In fact, complex demodulation (like spectral analysis), could be viewed to be as much 'art' as 'science'.
Different
frqcut and
nwt and, in some cases (Example demod_cmplx_2), different
References:
Fourier Analysis of Time Series
Peter Bloomfield
Wiley, 2000
WWW:
http://faculty.washington.edu/kessler/generals/complex-demodulation.pdf
http://www.pmel.noaa.gov/maillists/tmap/ferret_users/fu_2007/pdfHMANlJLqCE.pdf
demod_cmplx_1.ncl:
Demodulate Wolf's annual sun spot series using NCL's
demod_cmplx function.
The modulation period used is 11 years [
frqdem=(1.0/11)].
As noted above, several different low pass (frqcut, nwt)
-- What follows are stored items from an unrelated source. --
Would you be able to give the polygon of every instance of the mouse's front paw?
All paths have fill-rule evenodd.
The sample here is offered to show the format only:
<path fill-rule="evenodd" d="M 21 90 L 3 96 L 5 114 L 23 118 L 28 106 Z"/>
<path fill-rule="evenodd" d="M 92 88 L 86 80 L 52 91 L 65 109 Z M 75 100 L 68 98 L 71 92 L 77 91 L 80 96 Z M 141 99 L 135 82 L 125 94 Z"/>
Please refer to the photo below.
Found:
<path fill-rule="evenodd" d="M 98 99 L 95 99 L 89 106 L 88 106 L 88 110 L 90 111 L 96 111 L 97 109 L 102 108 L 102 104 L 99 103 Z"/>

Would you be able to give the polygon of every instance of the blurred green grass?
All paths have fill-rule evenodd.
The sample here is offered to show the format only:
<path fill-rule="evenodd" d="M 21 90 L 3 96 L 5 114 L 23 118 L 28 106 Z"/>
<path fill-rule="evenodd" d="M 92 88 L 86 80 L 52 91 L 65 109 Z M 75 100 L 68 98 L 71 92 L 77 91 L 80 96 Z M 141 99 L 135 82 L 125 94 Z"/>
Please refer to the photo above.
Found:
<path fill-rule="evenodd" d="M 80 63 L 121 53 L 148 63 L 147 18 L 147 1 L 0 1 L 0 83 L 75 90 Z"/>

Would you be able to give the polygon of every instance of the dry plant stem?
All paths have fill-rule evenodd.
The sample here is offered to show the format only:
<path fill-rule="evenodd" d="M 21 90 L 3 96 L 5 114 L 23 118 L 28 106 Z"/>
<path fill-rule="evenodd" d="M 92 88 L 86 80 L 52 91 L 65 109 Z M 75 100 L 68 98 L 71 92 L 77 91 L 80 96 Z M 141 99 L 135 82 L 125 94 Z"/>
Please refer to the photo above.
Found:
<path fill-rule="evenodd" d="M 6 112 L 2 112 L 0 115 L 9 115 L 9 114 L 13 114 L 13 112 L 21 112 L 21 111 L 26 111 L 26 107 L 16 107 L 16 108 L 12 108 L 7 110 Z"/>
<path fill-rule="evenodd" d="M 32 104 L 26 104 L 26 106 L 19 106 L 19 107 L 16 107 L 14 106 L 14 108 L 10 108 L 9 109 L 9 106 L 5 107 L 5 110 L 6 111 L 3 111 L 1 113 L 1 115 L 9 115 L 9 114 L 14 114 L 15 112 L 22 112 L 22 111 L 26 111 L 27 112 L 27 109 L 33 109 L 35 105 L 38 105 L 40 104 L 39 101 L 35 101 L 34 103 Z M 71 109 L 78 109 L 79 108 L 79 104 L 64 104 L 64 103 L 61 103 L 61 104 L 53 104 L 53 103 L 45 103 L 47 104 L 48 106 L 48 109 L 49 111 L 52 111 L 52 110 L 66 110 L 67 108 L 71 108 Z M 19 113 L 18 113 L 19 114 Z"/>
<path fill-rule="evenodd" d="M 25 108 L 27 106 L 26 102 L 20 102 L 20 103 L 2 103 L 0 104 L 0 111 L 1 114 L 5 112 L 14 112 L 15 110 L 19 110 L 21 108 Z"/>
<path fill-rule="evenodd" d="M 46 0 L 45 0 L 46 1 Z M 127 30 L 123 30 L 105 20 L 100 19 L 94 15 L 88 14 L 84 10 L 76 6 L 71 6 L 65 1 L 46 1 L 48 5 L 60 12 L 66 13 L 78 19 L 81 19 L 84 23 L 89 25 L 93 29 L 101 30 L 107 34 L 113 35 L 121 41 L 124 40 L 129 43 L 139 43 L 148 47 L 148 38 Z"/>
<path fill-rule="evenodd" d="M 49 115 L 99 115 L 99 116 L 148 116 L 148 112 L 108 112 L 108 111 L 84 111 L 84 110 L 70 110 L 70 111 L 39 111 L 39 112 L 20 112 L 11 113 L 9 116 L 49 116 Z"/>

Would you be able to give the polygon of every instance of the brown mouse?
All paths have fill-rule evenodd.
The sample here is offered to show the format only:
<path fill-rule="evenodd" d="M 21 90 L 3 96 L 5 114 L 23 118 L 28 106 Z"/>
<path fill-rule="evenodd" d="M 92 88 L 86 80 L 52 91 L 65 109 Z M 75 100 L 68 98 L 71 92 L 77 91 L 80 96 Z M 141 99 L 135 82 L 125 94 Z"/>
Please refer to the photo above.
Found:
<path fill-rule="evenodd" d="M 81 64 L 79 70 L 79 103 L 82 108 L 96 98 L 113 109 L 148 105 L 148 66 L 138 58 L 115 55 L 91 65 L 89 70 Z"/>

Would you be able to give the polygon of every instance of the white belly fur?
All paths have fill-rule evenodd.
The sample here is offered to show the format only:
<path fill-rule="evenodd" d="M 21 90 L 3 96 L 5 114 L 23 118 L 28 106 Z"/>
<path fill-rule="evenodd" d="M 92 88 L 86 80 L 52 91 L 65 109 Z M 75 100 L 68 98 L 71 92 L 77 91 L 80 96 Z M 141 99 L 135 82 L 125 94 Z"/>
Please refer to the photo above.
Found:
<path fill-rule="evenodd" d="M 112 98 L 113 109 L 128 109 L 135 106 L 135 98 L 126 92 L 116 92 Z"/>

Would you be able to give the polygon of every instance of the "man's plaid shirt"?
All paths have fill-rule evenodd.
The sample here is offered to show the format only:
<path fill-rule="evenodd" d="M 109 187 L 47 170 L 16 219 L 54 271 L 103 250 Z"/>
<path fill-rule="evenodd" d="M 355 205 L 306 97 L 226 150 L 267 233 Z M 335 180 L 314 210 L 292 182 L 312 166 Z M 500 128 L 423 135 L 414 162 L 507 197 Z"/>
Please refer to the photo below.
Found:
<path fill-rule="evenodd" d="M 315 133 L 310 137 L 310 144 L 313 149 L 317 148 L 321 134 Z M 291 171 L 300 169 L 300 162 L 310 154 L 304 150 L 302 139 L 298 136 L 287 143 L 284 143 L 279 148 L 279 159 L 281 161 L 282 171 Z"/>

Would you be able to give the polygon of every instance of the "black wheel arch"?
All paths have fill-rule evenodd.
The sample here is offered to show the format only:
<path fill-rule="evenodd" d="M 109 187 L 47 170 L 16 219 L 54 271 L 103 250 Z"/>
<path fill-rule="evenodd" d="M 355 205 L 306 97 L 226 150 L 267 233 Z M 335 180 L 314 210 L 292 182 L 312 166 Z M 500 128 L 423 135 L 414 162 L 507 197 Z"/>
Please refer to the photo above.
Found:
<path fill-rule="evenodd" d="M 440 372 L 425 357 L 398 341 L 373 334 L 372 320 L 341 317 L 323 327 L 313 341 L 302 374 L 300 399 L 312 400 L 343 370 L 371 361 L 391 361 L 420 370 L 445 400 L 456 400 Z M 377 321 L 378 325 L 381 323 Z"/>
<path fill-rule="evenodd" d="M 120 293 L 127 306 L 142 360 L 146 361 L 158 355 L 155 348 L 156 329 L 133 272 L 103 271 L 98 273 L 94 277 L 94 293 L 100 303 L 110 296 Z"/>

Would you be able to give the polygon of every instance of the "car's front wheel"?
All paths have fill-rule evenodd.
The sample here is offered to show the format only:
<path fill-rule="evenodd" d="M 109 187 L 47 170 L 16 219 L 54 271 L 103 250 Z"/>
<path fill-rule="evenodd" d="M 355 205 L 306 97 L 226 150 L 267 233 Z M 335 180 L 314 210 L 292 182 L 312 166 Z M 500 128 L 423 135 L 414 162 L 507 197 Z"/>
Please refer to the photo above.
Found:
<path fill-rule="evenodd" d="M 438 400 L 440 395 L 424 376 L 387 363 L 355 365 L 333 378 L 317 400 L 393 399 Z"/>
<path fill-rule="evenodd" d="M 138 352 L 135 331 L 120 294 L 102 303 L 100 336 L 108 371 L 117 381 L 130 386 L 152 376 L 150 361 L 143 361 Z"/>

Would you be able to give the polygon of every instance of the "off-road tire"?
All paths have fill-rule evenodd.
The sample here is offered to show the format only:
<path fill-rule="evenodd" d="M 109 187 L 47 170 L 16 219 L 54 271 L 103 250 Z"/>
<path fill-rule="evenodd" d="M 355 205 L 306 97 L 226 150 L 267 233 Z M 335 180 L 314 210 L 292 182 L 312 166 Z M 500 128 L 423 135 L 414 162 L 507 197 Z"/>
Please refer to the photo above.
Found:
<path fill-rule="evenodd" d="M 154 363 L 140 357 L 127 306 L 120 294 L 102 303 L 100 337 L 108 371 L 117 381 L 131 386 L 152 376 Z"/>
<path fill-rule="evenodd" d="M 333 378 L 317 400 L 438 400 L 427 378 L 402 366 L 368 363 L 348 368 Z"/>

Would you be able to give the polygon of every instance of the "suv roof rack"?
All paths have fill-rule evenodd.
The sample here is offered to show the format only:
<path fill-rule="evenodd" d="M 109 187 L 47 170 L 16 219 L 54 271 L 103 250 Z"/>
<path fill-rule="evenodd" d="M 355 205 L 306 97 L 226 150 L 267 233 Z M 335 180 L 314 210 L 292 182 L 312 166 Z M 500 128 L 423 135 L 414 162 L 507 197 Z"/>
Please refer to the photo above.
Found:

filters should be tried. The left figure uses frqcut=0.045 (=0.5*frqdem);
the right figure uses frqcut=0.025. In both figures, the nwt=41 is kept constant.
That was what Bloomfield (1976) used for his least squares filter.
However, that too could be changed to get different filter effects.
The unwrapped phases created by unwrap_phase
are at the bottom of the figure.
Note: frqcut and frqdem are not related. The use of frqcut=0.5*frqdem
in the example (left figure) was an experiment.
demod_cmplx_2.ncl:
Read and unpack daily sea-level-pressures (slp) from grid points surrounding
Kanton Island (2.8N, 188.325E). Perform a simple areal average at each time step.
Calculate daily anomalies from a daily climatology. Perform a complex
demodulation on the anomaly time series about a period of 40 days (
frqdem=(1/40).
Commonly, the Madden-Julian Oscillation (MJO) is described as having a 30-60 day period.
Since the MJO spans 30-60 days several different demodulation (frqdem) frequencies
should be examined. Again, different frqcut and nwt should be
examined.
The unwrapped phases created by unwrap_phase
are at the bottom of the middle figure.